My family loves this recipe! It's quick and easy, so it's great for busy schedules. You can heat up the enchiladas as kids come and go. -Wendy Stenman, Germantown, Wisconsin

Provided by Taste of Home

Categories     Dinner

Time 40m

Yield 6 servings.

Number Of Ingredients 12

1/2 cup chopped onion
1/2 cup chopped green pepper
1 tablespoon olive oil
1 can (16 ounces) vegetarian refried beans
1 can (15 ounces) black beans, rinsed and drained
1-1/2 cups picante sauce, divided
12 flour tortillas (6 inches), warmed
2 medium tomatoes, chopped
1/2 cup shredded reduced-fat cheddar cheese
1/2 cup shredded reduced-fat Mexican cheese blend
3 cups shredded lettuce
6 tablespoons fat-free sour cream

Steps:

  • In a nonstick skillet, saute onion and green pepper in oil for 2-3 minutes or until tender.

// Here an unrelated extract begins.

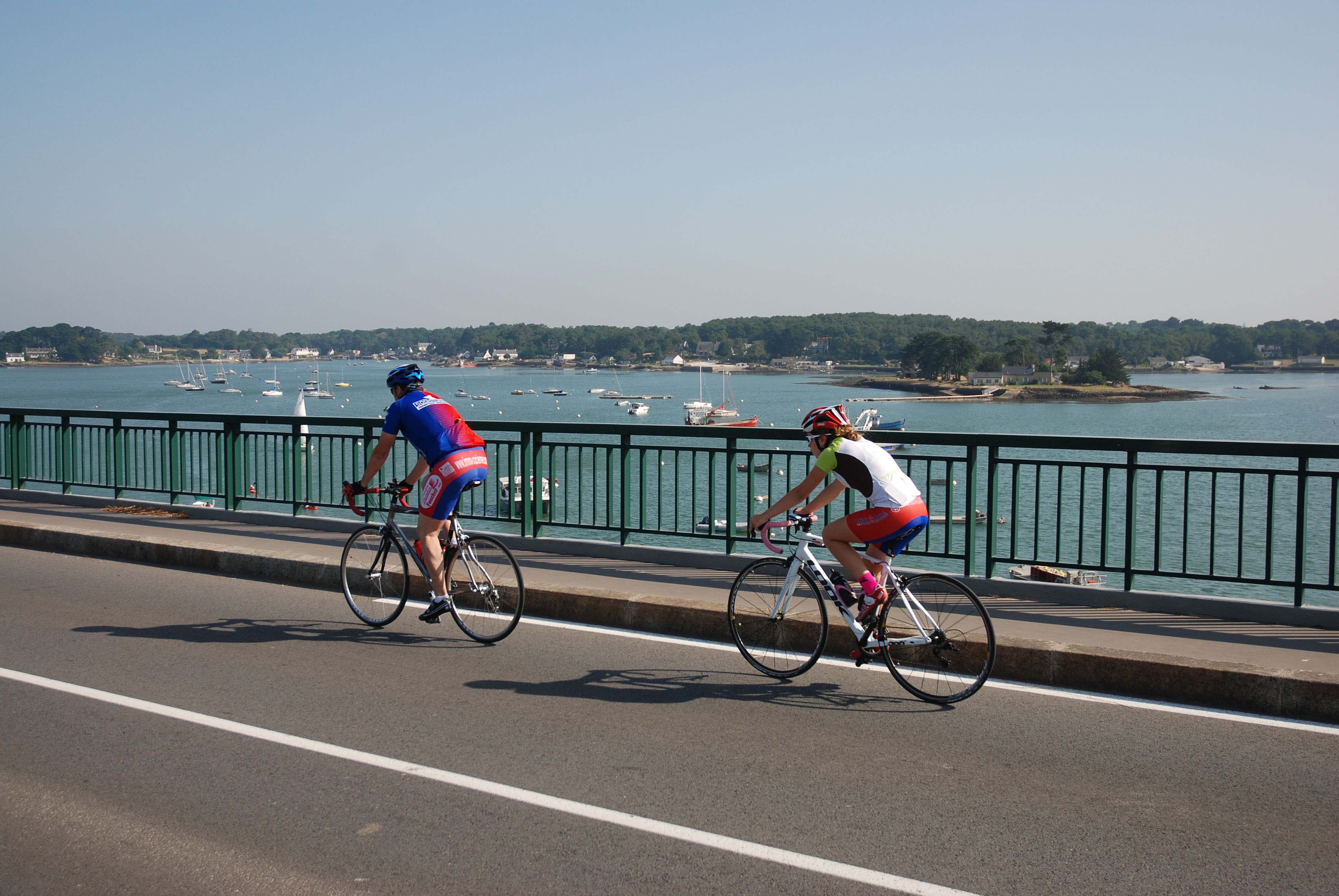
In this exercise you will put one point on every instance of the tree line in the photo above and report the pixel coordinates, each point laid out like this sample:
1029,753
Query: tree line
859,337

Add the refried beans, black beans and 3/4 cup picante sauce; heat through. , Spoon 1/4 cupful down the center of each tortilla. Roll up and place, seam side down, in a 13-in. x 9-in. baking dish coated with cooking spray. Combine tomatoes and remaining picante sauce; spoon over enchiladas., Cover and bake at 350° for 15 minutes. Uncover; sprinkle with cheeses. Bake 5 minutes longer., Place 1/2 cup lettuce on each plate and top with two enchiladas. Serve with sour cream.

Nutrition Facts : Calories 434 calories, Fat 13g fat (3g saturated fat), Cholesterol 16mg cholesterol, Sodium 1303mg sodium, Carbohydrate 60g carbohydrate (8g sugars, Fiber 8g fiber), Protein 20g protein.